How to shuffle the data each batch when lazy=True

Hi,

Is there a canonical way in AllenNLP to shuffle the data of a lazy dataset reader before the beginning of each batch? (I am using the new PyTorch dataloading API, so under the hood this would be an IterableDataset).

Because I can fit my raw dataset into memory but cannot fit a List[Instance] of that raw data into memory, I naively tried something like the following:

@overrides
def _read(self, file_path: str) -> Iterable[Instance]:
    with open(cached_path(file_path), "r") as data_file:
        logger.info("Reading instances from lines in file at: %s", file_path)
        # This fits into memory, its my `List[Instance]` that doesn't
        data_file = list(enumerate(data_file))
        np.random.shuffle(data_file)
        data_file = iter(data_file)

        for idx, text in data_file:
            yield self.text_to_instance(text)

but I now realize this won’t work (confirmed by printing data_file[0] at the beginning of each epoch, which was identical).

I feel like this should be straightforward, but I can’t seem to figure it out within the context of a AllenNLP DatasetReader. Would appreciate any suggestions!

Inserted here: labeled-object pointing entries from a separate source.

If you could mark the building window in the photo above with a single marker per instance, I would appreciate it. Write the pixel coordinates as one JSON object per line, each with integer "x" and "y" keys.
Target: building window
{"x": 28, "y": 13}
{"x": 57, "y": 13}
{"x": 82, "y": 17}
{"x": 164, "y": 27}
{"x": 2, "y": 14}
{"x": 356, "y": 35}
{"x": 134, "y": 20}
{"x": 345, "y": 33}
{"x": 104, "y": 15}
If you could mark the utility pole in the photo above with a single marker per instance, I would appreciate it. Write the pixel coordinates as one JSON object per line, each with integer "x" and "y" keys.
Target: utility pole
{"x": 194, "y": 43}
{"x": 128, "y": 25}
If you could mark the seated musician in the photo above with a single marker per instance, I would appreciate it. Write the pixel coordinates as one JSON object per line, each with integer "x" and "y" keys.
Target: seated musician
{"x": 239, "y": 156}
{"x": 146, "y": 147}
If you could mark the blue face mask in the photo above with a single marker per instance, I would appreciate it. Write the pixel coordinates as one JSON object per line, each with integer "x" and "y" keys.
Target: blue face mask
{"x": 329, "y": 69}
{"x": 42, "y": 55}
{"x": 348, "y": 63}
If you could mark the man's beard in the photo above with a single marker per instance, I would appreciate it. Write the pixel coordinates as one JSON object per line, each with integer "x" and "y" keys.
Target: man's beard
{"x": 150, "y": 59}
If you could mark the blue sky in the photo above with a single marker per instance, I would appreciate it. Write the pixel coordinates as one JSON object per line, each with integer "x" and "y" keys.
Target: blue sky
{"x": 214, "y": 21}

Hmm, I don’t know enough about how IterableDataset behaves to answer this question, but the behavior you’re describing definitely seems like a bug. Can you open an issue on github? If you can make a simple failing test case, that would also be super helpful.

1 Like

Weird. When I replace np.random.shuffle() with random.shuffle(), I do in fact yield Instance's in a random order every epoch. Need to look into the minutia of these two functions to figure out why.

Sorry, this might be a false alarm. If I determine that the bug is AllenNLP specific I will open an issue!